Wonder Woman is probably the best thing about the film (either her or Perry White) and that’s most likely because she’s not in it enough for her character to be ruined. The conflict with Doomsday is empty, again, there’s no emotion to the battle. In Avengers the heroes were fighting a CGI army but at least there was Loki to give some context to the battle. This was, again, just a kid playing with action figures. But I get the feeling that Snyder probably thinks he’s made a grand, deep, profound film when instead the philosophy presented is shallow.

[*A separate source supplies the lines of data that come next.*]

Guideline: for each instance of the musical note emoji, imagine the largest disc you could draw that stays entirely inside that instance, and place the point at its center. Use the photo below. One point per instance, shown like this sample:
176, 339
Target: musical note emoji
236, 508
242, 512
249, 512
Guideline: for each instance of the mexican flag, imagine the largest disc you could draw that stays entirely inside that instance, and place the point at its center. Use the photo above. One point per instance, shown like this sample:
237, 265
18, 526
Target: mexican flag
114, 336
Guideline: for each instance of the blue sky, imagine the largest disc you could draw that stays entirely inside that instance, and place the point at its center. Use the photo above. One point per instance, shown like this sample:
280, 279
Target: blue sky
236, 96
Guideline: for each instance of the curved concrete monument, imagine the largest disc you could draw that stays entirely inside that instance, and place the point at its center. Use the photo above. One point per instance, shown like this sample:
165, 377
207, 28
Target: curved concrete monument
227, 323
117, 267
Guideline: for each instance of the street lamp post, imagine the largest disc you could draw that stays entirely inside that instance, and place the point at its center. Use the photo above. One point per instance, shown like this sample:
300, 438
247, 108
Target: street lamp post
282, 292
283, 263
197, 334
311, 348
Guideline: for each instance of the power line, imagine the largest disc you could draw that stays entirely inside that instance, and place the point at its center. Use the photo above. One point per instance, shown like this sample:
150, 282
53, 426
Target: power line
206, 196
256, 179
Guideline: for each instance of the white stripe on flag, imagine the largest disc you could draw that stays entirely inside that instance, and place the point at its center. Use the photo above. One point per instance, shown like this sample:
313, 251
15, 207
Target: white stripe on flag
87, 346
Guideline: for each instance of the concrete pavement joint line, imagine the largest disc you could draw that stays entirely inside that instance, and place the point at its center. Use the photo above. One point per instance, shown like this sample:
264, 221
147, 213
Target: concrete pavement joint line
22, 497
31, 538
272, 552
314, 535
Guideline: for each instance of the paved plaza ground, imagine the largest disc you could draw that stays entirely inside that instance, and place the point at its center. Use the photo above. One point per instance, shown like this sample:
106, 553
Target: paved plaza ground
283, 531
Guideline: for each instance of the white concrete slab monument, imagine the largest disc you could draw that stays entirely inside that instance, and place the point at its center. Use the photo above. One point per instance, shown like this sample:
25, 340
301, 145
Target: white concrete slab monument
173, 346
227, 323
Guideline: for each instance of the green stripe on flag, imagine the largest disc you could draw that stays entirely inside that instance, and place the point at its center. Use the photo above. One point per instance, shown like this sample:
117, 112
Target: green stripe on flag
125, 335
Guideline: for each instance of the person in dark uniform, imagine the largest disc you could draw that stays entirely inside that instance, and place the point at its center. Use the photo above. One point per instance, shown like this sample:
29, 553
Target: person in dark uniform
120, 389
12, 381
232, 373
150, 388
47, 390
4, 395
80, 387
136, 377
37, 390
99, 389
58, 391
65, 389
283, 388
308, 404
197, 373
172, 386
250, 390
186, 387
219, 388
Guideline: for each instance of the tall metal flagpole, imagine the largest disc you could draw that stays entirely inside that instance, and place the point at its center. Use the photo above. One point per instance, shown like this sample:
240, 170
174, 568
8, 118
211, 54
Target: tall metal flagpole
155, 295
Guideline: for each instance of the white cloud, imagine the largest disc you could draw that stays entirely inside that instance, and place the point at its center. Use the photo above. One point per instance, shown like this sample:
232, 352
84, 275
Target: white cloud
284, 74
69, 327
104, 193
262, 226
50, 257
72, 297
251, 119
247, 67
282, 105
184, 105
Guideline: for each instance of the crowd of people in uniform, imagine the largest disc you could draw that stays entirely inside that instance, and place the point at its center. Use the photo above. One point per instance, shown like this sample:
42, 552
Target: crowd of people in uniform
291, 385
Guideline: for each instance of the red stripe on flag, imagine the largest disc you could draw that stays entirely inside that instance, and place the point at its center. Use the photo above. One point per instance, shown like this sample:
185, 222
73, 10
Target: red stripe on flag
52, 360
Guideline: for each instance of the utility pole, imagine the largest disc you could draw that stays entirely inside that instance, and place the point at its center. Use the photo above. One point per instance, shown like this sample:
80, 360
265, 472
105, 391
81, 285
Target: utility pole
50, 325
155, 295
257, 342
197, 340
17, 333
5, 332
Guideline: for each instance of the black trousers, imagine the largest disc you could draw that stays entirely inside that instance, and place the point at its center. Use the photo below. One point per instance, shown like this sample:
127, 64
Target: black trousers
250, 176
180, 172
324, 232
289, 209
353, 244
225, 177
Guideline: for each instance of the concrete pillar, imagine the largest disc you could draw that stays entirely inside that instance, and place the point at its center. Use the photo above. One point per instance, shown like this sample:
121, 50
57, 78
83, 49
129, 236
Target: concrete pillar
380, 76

There are a couple of iconic shots lifted from comics that were kinda cool to see on the big screen, but the few things this film does right are let down by the rest of it. I mentioned Superman’s brooding earlier and I get that sometimes people are filled with a bit of doubt, but his brooding is never contrasted with him being optimistic or hopeful. We never get to see Superman actually look like he’s enjoying what he’s doing, like being the hero to earth is a burden. And the most damning fact of all for the film is this. A Civil War trailer played before this, the first one, the one I’ve seen probably 5 or 6 times now. Yet in those few seconds where Cap says “Bucky’s my friend,” and Tony replies with, “So was I,” I felt more emotion than I did in the entirety of the two and a half hours of Batman v Superman.

The film strives for an emotional ending but it feels unearned due to a misunderstanding of the characters and a rushed story. Disappointing, not surprising.